In many machine learning contexts, the objective is to minimize a *loss function*, which tells us the error in our predictions based on the parameters we chose. In linear regression, the loss function was mean squared error. Indeed, there many other types of loss functions such as cross entropy loss, zero-one loss, and more. Regardless of what loss function we choose, the objective is always to minimize it. Finding the minimum of a function can be exceptionally difficult, especially if the loss function is nonconvex. To make matters worse, we likely do not even know how the loss landscape looks with respect to the model's parameters. For instance, imagine the difference in difficulty in finding the minimum of a parabola and the minimum of a landscape shown below: 

![Picture title](neural_nets_images/image-20210418-121923.png)

There may not even be a nice expression for the above function, so how do we even try to find the minimum? Enter gradient descent. The idea behind gradient descent is we take steps in the direction of steepest descent to land in a local minimum. Conveniently, the gradient of a function gives us the direction of steepest ascent, so we can just move in the opposite direction. More specifically:

1) We calculate the gradient of the loss function with respect to the model parameters, $\nabla_\theta \mathcal{L}(\theta)$.

2) We subtract some scalar multiple of our choice, $\alpha$, of it from the current model parameters. This is like taking an $\alpha$-sized step in the direction opposite the gradient.

3) Repeat 1) and 2) until convergence.

In math:

1) Calculate $\nabla_\theta \mathcal{L}(\theta)$

2) $\theta \leftarrow \theta - \alpha \nabla_\theta \mathcal{L}(\theta)$

3) Repeat 1) and 2) until convergence.

To demonstrate the power of gradient descent, we could use it to minimize linear regression loss, LASSO loss, ridge regression loss, and any convex function, without having to know how to solve it formulaically (although, it may take a bit longer). Essentially, you could use it as a black box solver for functions with no local minima, no saddle points, and no plateaus; and you could expect to find the gloabl optimum fairly easily. Indeed, there are several optimizers that are much better and more widely used, but they all draw heavily from the basic principles of gradient descent. Examples are stochastic gradient descent, AdaGrad, and Adam.

#### GD Questions

1) Does gradient descent guarantee that we will find the global optimum for every function?

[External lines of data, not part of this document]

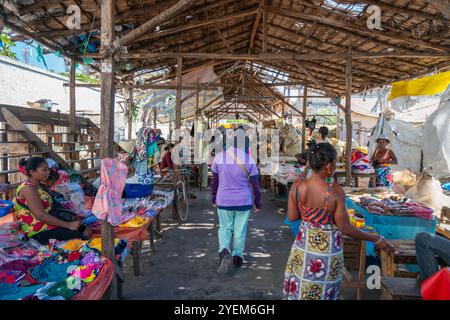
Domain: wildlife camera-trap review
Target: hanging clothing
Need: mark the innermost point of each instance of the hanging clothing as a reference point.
(315, 266)
(29, 224)
(167, 161)
(108, 202)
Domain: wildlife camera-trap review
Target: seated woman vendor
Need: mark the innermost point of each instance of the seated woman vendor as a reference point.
(381, 159)
(33, 206)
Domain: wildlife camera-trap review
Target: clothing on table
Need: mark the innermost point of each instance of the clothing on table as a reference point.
(51, 271)
(233, 223)
(315, 265)
(428, 246)
(233, 187)
(108, 202)
(61, 234)
(29, 224)
(385, 178)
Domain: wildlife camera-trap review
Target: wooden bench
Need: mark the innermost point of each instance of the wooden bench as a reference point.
(393, 288)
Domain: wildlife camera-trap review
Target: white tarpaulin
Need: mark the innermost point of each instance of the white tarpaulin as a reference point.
(436, 139)
(165, 100)
(406, 142)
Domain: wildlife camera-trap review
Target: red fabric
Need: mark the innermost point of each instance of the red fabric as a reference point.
(97, 288)
(167, 161)
(437, 287)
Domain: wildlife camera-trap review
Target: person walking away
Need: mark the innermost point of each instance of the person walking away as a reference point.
(315, 266)
(234, 171)
(381, 159)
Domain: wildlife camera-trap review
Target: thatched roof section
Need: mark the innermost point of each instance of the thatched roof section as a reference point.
(414, 39)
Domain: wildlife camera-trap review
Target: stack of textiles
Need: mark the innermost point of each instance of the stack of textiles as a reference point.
(59, 271)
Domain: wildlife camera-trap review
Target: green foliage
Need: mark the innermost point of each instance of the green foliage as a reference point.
(6, 49)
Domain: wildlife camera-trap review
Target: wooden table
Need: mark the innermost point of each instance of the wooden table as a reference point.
(356, 176)
(405, 254)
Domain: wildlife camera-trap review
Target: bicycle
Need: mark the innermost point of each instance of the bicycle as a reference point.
(178, 179)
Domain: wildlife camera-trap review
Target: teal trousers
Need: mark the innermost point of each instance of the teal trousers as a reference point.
(233, 223)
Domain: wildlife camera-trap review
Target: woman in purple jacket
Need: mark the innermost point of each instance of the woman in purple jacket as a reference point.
(234, 171)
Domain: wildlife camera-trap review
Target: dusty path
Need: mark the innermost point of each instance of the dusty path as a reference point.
(184, 264)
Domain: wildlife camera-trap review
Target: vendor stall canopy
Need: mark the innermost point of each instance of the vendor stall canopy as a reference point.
(253, 45)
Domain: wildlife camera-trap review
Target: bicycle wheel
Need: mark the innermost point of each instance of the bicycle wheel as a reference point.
(182, 204)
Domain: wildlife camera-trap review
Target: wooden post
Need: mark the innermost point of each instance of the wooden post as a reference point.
(348, 122)
(107, 124)
(265, 24)
(197, 107)
(305, 101)
(178, 105)
(130, 117)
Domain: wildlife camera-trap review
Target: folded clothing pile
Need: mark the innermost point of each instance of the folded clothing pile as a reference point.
(59, 271)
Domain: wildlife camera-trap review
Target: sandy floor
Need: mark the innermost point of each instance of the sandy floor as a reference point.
(185, 259)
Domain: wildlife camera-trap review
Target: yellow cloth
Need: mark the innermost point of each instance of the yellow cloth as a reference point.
(136, 222)
(430, 85)
(74, 245)
(96, 243)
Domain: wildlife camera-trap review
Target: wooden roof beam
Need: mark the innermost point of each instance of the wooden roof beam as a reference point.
(346, 27)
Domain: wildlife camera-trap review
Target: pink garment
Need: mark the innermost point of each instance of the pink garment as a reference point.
(108, 202)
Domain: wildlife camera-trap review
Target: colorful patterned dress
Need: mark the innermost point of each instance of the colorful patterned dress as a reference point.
(29, 224)
(315, 266)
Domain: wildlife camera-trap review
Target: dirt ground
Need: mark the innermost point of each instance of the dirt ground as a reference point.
(185, 260)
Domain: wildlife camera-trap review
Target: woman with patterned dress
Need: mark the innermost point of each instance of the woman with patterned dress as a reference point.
(315, 266)
(33, 206)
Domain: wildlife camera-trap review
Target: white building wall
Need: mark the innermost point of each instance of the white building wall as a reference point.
(21, 83)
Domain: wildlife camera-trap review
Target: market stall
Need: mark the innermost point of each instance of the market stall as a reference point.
(63, 270)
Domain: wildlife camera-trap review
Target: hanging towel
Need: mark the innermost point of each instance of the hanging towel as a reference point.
(431, 85)
(108, 202)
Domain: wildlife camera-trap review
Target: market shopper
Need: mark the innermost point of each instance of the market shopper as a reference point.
(315, 266)
(428, 248)
(33, 206)
(234, 176)
(381, 159)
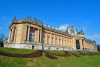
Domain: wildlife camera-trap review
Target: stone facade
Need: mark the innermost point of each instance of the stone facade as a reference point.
(32, 34)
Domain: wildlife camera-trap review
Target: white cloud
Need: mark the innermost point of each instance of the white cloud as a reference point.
(63, 27)
(95, 37)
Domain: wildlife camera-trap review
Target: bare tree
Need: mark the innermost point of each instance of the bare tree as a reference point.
(2, 38)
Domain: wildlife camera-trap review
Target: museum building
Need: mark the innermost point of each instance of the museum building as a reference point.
(33, 34)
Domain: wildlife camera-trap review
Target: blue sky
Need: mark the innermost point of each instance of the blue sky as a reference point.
(82, 14)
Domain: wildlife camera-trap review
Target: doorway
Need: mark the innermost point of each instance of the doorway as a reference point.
(77, 44)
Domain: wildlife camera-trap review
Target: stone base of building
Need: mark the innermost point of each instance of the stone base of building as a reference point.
(39, 47)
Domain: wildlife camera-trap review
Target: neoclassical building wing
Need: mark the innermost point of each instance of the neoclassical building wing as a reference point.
(32, 34)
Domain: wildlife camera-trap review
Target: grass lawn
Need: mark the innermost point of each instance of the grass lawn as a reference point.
(72, 61)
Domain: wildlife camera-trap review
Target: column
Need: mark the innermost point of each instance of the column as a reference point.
(81, 46)
(9, 36)
(61, 41)
(28, 33)
(12, 34)
(66, 42)
(46, 38)
(54, 41)
(38, 35)
(50, 40)
(57, 40)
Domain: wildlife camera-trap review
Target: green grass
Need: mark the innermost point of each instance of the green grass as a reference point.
(72, 61)
(17, 51)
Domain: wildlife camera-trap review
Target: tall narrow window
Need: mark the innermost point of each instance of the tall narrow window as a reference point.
(26, 33)
(32, 34)
(13, 34)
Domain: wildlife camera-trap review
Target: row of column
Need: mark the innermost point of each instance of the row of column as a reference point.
(55, 40)
(12, 34)
(38, 34)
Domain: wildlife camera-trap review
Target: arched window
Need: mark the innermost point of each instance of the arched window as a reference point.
(32, 34)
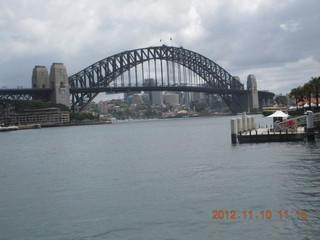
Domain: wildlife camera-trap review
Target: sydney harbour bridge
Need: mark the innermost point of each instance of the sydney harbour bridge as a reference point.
(171, 68)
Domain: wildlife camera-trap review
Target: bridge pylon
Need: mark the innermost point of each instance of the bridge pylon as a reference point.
(59, 83)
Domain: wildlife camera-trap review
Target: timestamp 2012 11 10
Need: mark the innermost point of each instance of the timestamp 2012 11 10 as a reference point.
(264, 214)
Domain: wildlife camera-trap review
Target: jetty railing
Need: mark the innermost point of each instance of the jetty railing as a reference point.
(294, 123)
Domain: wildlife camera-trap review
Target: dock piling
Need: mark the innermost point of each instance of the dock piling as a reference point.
(310, 126)
(233, 122)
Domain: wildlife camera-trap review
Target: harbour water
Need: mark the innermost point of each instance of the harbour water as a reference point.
(156, 180)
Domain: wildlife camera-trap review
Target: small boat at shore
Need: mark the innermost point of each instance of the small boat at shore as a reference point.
(9, 128)
(268, 110)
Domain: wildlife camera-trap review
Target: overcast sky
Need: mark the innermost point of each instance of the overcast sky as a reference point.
(276, 40)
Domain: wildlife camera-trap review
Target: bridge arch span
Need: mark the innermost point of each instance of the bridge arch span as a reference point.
(103, 76)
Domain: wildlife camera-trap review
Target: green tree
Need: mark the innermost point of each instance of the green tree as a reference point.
(315, 83)
(282, 100)
(308, 90)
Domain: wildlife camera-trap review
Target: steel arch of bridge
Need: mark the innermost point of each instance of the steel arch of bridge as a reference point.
(88, 83)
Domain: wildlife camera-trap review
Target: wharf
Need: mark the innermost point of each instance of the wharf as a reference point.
(265, 135)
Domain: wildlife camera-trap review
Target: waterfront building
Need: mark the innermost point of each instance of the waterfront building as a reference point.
(38, 116)
(171, 99)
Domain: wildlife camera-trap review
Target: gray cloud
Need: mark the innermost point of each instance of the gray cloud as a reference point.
(278, 41)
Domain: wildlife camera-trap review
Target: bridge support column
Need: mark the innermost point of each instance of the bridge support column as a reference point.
(59, 82)
(310, 126)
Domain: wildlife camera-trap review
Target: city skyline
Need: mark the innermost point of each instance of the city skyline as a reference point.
(277, 42)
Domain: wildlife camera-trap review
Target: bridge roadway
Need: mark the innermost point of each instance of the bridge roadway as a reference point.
(4, 93)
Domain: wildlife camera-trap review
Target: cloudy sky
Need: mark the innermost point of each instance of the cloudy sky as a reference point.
(276, 40)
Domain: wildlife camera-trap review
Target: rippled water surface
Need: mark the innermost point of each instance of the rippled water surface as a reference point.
(155, 180)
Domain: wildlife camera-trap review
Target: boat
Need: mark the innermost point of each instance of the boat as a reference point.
(9, 128)
(268, 110)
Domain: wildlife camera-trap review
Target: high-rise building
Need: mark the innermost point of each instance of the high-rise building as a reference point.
(157, 97)
(253, 101)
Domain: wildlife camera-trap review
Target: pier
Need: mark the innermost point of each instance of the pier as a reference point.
(244, 130)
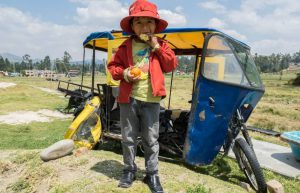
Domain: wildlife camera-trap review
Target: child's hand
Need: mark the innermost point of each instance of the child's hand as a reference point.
(150, 39)
(132, 77)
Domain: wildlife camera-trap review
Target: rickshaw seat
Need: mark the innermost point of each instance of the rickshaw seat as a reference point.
(175, 114)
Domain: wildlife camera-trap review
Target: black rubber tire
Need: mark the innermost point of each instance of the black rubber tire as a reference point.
(248, 163)
(247, 137)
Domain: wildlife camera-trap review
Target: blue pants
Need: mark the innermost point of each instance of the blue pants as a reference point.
(142, 118)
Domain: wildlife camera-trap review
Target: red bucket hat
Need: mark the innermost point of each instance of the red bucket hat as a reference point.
(143, 8)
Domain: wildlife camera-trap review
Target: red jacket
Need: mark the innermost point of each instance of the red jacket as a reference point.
(162, 60)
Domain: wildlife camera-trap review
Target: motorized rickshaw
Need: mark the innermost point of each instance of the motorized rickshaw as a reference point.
(226, 88)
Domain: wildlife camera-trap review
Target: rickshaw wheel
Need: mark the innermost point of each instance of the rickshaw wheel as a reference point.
(248, 163)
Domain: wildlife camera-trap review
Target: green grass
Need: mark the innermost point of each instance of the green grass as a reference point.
(32, 136)
(278, 110)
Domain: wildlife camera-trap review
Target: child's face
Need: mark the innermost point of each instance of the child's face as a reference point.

2) What happens when $\alpha$ is large? What happens when $\alpha$ is very close to $0$? 

<a id='what_are_nn'></a>

## What are Neural Networks?

Neural networks derive their name from the neural network we have in our head, our brain. In a very highly simplified model, the brain is a collection of neurons that receives electrical input signals from dendrites, outputting electrical signals via a single axon. Each neuron sends signals along a single axon and connects with other dendrites.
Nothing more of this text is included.